The Stockholm Missionary Union, of which the Rev. Mr. Wiberg is Secretary, has issued sixteen new tracts, in editions of 10,000 each, at a cost of £44, towards which the Committee have voted £20.

The gratuitous circulation during the year amounts to 80,000, by the hands of sixteen agents employed in various parts of the kingdom.

Through the Rev. J. Storjohann, the Norwegian Chaplain to the Port of London, the Committee have printed six tracts in Norse, amounting to 15,500 copies.

GERMANY.

Hamburg.—The Lower Saxony Tract Society has received the usual grant of £350. It has printed during the year 870,000 publications, and circulated by sale and gift 1,060,000.

Mr. Oncken’s circulation for the year ending March 31, 1870, was 1,030,306. The grants made to him have been £300 for tract printing, £100 for the purchase of tracts from other German Societies, and £13 for Spanish and Russian tracts.

The Bremen Society, conducted by Dr. Jacobi, has received £85, principally for German versions of the Society’s English tracts.

The miscellaneous grants are two of £20 each to Mr. Lehmann, of Berlin, one of whose distributors has been imprisoned for giving away a tract under prohibited circumstances; £30 to Dr. Adelberg, of Erlangen; £10 to Pastor Tretzel, Nüremberg; £20 to Nassau; £30 to Baden; and £20 English books for the daughter of the late Dr. Fliedner, at Hilden.

HUNGARY.

The sums expended in this field amount to £460:—35,000 copies of tracts in Hungarian have been printed, and 13,000 in Slavonian.

ITALY.

The books printed at the Typographia Claudiana, at the cost of the Society, during the past year amounted to 40,500 copies.
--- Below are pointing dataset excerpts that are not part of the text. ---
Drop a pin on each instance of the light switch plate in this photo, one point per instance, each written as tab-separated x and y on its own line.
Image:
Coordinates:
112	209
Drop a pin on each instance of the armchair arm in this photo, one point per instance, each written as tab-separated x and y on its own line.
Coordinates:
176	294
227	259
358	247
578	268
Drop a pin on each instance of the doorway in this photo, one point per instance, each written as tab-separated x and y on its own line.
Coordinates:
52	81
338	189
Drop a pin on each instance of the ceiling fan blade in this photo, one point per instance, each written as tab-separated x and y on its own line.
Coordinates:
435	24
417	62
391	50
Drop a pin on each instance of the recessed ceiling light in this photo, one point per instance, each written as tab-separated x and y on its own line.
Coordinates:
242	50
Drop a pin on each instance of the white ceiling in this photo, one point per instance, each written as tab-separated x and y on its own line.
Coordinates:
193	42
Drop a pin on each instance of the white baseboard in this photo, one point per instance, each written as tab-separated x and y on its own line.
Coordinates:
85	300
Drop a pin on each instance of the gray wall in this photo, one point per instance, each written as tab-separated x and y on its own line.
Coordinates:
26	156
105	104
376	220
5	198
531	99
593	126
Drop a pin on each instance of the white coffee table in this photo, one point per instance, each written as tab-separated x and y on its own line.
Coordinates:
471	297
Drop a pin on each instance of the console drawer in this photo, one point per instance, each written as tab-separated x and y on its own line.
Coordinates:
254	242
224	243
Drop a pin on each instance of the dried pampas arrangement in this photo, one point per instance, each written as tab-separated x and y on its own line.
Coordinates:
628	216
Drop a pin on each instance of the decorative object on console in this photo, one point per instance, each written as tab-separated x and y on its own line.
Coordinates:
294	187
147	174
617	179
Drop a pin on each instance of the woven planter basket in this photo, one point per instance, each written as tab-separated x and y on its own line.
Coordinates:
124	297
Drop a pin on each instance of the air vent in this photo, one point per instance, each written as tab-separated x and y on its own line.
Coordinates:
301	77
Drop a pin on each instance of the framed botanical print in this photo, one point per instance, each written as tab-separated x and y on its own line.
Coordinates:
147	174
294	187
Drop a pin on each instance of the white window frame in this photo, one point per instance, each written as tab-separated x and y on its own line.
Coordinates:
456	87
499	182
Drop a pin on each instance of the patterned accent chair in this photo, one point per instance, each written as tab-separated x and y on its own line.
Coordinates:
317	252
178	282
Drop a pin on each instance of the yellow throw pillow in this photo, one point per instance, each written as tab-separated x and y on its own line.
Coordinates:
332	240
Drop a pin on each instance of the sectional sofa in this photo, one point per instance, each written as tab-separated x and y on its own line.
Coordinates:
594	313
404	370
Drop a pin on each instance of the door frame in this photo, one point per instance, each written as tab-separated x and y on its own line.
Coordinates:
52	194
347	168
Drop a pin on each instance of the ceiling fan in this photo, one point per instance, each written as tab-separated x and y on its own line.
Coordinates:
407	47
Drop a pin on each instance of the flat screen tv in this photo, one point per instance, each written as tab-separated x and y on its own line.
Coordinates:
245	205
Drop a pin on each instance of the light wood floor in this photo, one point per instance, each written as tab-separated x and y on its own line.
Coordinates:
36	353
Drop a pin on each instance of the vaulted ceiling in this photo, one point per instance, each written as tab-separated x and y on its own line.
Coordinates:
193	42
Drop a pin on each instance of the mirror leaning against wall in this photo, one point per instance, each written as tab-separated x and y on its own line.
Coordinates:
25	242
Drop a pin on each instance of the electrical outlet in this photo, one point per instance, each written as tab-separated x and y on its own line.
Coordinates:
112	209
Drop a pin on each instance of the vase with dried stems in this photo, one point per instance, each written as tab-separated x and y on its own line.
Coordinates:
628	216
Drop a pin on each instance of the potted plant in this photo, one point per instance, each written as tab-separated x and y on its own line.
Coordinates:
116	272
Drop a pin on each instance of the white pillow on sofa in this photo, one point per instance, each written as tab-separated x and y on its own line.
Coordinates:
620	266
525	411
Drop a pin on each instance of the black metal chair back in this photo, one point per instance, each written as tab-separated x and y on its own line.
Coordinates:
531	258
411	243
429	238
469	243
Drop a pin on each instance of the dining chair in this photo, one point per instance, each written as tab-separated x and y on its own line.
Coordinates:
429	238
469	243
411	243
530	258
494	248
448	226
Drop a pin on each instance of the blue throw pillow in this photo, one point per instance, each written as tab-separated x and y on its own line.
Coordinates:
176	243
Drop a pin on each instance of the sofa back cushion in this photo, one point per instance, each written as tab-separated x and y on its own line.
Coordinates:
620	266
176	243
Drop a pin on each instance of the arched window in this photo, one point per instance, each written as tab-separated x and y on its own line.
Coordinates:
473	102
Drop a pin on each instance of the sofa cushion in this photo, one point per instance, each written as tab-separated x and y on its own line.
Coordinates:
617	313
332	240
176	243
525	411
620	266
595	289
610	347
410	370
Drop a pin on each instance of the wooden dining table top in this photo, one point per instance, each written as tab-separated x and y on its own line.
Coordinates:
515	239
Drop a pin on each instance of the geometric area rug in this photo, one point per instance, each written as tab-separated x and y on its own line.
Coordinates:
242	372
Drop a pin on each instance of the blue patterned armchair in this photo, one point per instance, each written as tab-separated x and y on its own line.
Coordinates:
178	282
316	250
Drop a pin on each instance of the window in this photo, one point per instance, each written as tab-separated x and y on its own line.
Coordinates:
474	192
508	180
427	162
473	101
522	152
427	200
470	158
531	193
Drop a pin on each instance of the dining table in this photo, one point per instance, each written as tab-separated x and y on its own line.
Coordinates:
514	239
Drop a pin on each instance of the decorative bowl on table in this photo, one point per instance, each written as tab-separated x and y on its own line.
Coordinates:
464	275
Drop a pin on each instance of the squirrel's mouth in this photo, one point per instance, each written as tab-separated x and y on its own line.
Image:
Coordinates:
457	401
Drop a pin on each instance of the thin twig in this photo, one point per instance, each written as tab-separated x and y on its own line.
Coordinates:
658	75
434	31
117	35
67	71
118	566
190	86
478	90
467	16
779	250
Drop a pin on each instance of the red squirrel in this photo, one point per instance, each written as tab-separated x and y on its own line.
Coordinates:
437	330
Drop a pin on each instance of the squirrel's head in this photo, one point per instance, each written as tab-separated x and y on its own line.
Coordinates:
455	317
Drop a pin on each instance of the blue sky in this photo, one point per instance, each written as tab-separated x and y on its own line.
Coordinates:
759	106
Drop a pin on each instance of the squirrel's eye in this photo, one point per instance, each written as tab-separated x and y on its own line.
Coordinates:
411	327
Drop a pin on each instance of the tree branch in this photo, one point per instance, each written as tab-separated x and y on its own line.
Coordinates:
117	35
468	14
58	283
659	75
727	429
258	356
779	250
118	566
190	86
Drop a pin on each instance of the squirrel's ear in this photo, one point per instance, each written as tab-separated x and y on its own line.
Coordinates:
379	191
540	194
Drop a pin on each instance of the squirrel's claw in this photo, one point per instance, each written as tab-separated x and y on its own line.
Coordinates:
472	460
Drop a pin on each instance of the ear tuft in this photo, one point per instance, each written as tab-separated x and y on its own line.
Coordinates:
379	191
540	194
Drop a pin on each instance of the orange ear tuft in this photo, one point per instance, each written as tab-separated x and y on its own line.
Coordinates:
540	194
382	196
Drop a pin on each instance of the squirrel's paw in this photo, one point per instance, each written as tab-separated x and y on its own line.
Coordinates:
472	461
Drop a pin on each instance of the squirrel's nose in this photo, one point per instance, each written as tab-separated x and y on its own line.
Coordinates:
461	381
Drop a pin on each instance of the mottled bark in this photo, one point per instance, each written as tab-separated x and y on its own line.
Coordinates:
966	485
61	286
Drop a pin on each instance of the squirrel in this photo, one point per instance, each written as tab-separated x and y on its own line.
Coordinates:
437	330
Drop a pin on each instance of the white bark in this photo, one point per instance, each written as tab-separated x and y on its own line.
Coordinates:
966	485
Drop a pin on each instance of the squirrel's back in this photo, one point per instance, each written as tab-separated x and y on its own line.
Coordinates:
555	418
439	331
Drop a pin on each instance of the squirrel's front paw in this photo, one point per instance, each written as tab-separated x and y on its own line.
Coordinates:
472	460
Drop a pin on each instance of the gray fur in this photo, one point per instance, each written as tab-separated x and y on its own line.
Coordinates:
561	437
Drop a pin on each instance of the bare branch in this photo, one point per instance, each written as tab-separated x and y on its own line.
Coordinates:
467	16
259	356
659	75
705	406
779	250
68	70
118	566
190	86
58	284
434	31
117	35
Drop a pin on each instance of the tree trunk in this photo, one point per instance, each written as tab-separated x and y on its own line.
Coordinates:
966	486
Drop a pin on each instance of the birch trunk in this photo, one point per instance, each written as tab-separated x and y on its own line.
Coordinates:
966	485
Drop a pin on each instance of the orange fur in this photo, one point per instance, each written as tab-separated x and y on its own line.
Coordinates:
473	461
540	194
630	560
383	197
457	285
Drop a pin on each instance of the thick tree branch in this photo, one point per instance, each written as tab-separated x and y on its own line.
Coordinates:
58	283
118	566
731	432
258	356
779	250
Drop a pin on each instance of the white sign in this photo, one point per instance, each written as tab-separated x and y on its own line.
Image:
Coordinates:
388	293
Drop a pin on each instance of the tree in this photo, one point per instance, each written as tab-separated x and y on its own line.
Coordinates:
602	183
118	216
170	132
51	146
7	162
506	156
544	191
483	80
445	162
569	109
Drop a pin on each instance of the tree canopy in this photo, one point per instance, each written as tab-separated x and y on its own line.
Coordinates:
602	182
Grants voted to Italy, £819 4s.

SPAIN.

From November, 1868, to February, 1870, 1,500,000 tracts have been printed at Madrid, at a cost of £1,490.

“Tracts are a mighty power rightly used, but tracts can be wasted and the tract brought into contempt. The rule we desire to see carried out in Spain is, tracts given to all who purchase Gospels; an assortment to purchasers of Bibles and Testaments, given to those who can read, or who have sons or children who can read for them.”

TURKEY.

The works printed during the past year at the cost of the Committee by the American Missionaries in Constantinople, who have received the usual grant of £300, have amounted to 13,000 copies in Arabo-Turkish; 8,000 in Armenian; 3,000 in Armeno-Turkish; and 6,000 in Bulgarian.

ASIATIC OPERATIONS.

INDIA.

The report from India speaks of movement and progress both in printing and circulation.

Madras writes:—“The past year records the largest number of distinct publications that have ever been published in any one year. The average number of new publications has only been seven: this year seventy-seven distinct publications have been issued, sixty-four of which are new tracts and books. The printing is about the average.”

From Bombay, Mr. Bowen says:—“Our circulation is much in advance of what it ever was. Our financial condition is good.”

From Colombo Mr. Murdoch says:—“The subscriptions are somewhat in advance of the preceding year; but the most encouraging feature is the great increase, amounting to 45 per cent. beyond former sales.”

The amount of paper granted to the various printing presses during the past year has been considerably increased, being 3,062 reams; while 754,110 books and tracts have been printed during the year by the various Indian Auxiliaries.

CHINA.

The total grants during the year have amounted to £247. Returns of publications printed not received in time for the Report.

BRITISH NORTH AMERICA.

The grants of tracts and Sunday-school libraries made to this part of the field amount to £546.

WEST INDIES, ETC.

Including Jamaica, Antigua, Turk’s Island, Demerara, Cuba, Brazil, Honduras, Mexico, have received grants to the amount of £169.

AUSTRALIA, NEW ZEALAND, TASMANIA.

The grants during the year to our brethren in these distant parts of the globe were as follows:—

Adelaide, £35 14s.; Goulburn, £5; Hobart Town, £13; Melbourne, £10; Victoria—Miscellaneous, £22; Sydney, £104 10s.; Launceston, £6; Queensland, £7 15s.; Miscellaneous, £10; Total, £204.

AFRICA.

The grants made to this continent amount to £73.